Patients and methods: A randomized, double-blind, clinical trial with parallel groups was performed in 16 adults with IGT. Lipid profile and A1C were evaluated prior to and after the intervention. Glucose and insulin were measured at 0, 30, 60, 90 and 120 min after a 75-g oral dextrose load. Eight patients received metformin (500 mg) twice a day before meals for 3 months. The remaining eight patients received placebo (500 mg) in the morning and linagliptin (5 mg) in the evening before meals. Area under the curve (AUC) of glucose and insulin, total insulin secretion, first-phase of insulin secretion, and insulin sensitivity were assessed.

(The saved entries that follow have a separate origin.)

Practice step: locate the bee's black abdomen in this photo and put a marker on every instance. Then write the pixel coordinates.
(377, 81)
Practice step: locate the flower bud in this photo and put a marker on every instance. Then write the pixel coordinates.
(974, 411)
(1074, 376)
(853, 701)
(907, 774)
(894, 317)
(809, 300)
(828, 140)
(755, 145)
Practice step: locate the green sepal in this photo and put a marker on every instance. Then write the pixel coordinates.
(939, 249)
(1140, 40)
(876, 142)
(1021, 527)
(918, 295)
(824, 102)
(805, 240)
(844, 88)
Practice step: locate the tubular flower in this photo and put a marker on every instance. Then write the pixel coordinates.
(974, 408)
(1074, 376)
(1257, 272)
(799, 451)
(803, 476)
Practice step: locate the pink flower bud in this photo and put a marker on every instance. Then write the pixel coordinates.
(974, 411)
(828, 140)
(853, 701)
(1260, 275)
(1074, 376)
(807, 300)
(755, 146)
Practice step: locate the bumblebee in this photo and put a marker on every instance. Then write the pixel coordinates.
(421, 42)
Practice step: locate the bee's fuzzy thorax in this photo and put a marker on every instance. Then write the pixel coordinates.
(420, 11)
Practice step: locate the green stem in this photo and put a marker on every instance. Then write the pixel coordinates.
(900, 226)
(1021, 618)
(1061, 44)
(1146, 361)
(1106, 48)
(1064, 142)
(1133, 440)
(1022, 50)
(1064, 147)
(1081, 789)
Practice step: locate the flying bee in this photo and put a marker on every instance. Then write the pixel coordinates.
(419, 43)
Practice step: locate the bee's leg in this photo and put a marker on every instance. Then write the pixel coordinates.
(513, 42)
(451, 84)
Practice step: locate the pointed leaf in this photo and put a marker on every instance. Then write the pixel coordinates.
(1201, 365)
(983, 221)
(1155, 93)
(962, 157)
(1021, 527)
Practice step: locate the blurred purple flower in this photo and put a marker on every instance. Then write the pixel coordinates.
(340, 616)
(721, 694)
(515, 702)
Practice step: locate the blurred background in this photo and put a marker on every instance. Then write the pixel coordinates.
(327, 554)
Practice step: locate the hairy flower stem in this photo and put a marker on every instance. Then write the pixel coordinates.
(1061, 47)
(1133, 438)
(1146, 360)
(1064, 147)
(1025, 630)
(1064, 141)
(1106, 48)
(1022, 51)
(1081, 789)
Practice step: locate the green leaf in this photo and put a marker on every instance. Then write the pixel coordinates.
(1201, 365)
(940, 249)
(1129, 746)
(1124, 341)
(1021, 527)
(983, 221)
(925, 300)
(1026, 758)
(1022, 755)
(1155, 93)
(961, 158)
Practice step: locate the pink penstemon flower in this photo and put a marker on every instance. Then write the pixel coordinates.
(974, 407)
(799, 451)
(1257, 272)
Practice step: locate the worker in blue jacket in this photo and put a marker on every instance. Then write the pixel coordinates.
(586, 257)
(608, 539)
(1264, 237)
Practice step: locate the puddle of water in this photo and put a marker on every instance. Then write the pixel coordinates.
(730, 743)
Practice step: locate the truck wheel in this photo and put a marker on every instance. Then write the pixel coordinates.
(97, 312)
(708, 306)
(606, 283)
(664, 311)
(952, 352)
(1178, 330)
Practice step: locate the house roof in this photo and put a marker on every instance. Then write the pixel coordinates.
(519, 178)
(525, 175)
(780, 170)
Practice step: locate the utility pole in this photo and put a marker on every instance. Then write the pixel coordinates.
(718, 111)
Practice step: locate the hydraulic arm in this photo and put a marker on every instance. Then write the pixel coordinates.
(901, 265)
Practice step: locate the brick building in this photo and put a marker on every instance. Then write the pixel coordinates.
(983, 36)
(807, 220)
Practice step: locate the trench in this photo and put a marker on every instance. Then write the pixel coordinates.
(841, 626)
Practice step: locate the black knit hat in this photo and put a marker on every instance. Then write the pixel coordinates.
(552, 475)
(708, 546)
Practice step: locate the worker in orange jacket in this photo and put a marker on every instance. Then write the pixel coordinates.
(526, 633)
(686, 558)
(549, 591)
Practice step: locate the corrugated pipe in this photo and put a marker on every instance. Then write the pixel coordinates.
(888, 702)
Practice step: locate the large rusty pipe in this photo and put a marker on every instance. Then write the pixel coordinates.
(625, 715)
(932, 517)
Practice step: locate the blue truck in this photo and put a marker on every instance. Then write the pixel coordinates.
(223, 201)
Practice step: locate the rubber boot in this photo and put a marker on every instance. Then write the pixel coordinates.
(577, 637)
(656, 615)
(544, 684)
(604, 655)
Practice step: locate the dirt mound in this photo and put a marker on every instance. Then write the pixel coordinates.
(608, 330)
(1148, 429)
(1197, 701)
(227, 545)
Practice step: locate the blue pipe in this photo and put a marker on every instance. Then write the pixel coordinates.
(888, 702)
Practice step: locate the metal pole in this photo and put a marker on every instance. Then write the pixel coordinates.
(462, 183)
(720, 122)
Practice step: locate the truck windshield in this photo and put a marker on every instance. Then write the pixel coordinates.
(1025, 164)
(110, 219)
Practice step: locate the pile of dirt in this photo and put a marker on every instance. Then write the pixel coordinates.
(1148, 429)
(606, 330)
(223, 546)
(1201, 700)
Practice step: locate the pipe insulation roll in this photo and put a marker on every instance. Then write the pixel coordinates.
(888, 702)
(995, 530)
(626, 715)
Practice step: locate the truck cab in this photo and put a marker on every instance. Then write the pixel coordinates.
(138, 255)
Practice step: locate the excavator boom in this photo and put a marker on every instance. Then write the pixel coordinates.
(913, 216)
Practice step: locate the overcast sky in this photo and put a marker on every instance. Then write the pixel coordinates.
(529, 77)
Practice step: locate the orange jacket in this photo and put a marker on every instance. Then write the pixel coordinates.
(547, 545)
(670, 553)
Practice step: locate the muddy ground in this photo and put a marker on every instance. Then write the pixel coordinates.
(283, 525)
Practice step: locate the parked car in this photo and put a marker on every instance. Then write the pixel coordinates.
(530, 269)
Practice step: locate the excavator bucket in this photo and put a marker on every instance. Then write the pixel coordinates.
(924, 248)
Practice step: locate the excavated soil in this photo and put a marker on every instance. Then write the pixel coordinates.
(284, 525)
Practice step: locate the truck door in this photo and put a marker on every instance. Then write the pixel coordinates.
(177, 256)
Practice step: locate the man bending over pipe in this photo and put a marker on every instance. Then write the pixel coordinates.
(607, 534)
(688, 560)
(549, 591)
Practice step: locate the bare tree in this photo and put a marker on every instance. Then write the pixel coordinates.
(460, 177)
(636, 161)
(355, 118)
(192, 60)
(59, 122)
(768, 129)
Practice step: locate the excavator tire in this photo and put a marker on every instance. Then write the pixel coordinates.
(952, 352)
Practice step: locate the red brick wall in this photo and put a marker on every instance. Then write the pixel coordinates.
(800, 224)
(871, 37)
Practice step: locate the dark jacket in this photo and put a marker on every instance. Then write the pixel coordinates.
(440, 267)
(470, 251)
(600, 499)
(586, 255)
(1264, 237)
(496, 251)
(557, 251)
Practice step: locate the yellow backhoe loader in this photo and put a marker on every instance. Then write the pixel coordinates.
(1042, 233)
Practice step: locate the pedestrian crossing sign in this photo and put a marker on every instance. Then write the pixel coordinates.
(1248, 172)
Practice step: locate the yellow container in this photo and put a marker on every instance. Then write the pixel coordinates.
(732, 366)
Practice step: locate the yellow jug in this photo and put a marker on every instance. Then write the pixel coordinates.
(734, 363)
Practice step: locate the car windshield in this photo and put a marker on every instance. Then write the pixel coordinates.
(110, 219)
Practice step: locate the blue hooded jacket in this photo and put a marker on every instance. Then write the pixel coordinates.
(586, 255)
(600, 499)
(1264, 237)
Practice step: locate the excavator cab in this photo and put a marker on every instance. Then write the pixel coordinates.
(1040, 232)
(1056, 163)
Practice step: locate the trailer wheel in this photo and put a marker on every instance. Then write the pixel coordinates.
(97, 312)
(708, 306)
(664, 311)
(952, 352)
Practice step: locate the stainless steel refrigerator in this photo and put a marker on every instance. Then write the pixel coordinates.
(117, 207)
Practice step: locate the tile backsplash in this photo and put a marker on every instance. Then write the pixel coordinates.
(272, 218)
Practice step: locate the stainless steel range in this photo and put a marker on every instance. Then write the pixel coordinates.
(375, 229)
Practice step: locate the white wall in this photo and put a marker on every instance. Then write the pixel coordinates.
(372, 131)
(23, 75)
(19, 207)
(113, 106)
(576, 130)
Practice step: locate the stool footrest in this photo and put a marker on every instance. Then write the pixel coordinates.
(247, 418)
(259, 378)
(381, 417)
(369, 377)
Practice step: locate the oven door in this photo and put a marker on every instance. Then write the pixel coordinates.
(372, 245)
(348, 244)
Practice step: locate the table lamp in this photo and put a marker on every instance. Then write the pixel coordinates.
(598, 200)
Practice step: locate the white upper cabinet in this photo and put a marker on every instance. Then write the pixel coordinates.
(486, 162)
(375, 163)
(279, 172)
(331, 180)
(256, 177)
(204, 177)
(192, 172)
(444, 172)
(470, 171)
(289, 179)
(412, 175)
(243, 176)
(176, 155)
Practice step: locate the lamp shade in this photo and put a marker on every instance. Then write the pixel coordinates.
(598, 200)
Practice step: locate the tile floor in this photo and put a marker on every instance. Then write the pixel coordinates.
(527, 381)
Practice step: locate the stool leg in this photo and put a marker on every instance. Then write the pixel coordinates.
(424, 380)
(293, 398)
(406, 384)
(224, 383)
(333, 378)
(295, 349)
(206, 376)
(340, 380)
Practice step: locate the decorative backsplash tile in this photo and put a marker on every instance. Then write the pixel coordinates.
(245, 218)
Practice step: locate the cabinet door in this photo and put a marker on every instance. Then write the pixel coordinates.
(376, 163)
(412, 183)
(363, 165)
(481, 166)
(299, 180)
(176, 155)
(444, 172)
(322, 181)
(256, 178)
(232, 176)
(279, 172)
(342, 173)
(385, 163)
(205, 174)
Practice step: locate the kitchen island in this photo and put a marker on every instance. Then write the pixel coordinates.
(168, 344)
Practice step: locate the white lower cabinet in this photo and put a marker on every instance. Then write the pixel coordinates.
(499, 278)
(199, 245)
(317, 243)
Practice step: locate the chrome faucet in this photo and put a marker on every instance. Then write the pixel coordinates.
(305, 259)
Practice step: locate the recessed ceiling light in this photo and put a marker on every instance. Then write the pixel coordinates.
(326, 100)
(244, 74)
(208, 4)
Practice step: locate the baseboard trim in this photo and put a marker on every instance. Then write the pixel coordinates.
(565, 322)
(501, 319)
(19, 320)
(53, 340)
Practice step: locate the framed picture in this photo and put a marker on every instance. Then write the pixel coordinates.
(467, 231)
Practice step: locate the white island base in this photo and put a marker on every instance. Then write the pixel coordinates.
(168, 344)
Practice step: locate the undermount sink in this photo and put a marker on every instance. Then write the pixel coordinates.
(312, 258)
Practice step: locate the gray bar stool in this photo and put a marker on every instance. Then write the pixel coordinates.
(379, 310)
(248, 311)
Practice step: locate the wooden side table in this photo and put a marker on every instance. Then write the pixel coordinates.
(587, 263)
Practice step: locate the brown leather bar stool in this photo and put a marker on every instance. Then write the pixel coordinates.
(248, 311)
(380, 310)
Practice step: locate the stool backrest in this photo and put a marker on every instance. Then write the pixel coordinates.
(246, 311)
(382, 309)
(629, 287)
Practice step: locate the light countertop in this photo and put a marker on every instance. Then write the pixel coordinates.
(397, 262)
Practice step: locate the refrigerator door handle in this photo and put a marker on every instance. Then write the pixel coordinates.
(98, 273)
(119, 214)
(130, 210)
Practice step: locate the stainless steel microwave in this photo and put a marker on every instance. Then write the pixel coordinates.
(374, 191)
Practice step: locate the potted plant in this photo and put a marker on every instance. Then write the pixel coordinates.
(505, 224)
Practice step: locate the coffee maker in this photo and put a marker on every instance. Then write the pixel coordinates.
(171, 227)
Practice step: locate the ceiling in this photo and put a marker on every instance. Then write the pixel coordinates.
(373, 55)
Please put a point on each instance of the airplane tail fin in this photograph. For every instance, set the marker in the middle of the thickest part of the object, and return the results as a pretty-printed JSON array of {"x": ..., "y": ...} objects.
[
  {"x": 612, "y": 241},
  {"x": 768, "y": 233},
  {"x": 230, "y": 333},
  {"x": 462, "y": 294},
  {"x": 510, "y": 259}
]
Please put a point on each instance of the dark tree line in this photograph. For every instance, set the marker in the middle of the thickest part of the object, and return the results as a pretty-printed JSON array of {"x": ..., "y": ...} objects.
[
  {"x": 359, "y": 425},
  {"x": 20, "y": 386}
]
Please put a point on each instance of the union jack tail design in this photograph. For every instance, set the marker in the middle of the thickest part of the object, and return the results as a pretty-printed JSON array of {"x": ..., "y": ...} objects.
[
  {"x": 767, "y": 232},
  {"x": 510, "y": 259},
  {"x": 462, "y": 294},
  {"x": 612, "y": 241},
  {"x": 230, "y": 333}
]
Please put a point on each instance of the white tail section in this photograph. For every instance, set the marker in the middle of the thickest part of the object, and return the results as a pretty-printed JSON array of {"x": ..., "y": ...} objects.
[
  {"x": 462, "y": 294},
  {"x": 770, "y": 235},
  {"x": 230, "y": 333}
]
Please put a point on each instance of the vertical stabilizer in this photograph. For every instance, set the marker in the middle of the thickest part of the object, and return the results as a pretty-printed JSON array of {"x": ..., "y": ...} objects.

Results: after linagliptin administration, a significant decrease in glucose at 90 min (10.8 ± 2.6 vs. 7.9 ± 2.2 mmol/L; p <0.05), 120 min (8.8 ± 0.9 mmol/L; p <0.05) and AUC of glucose (1168 ± 210 vs. 953 ± 207 mmol/l; p <0.05) were observed. Metformin administration decreased insulin significantly at 0 min (94.8 ± 25.8 vs. 73.8 ± 24.6 pmol/L; p <0.05).
Conclusion: 3-month administration of linagliptin in patients with IGT decreased glucose at 90 and 120 min after a 75-g oral dextrose load and AUC of glucose. Metformin decreased insulin at 0 min.